Did you know that there was a Czech game show version of What’s My Line? is called Hádej kdo jsem?
What’s My Line? is a panel game show which originally ran in the United States from 1950 to 1967, with several international versions and subsequent U.S. revivals. It is the longest-running game show in the history of primetime network television and it featured some famous guests, including Elizabeth Taylor, Woody Allen, Salvatore Dalí, Ronald Reagan, and others. The celebrity panelists are tasked with questioning contestants in order to determine their occupations. In 2013, TV Guide ranked it #9 in its list of the 60 greatest game shows ever.
There is a Czech version called Hádej, kdo jsem! on TV Prima. These amusing meetings with famous faces are hosted by popular moderator Petr Vondracek and directed by Jiri Adamec.

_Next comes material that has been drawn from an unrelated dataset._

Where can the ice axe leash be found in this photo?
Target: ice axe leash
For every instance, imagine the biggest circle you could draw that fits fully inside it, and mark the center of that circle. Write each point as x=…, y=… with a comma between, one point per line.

Sitting on the Czech panel are celebrities such as Dana Moravkova, Alice Bendova, Bob Klepl, Martin Zounar, Valerie Zawadska, Sandra Pogodova, Maros Kramar, Ivo Smoldas, Eva Holubova and Vaclav Vydra. Mystery guests were such personalities as Dagmar Havlova, Miroslav Donutil, Stefan Margita, Jirina Jiraskova or Michal Viewegh…
You can watch many of these on YouTube.
Game shows have been around for a long time. Today we wanted to share some wonderful images from photographer Walter Sanders from 1952. They are from Radio Free Europe’s Czech quiz show. Let’s take a peek…
These images are from the LIFE Photo Collection. The article appeared in LIFE magazine on March 10, 1952.
The article was entitled, “Life Goes to a Radio Party for Refugees”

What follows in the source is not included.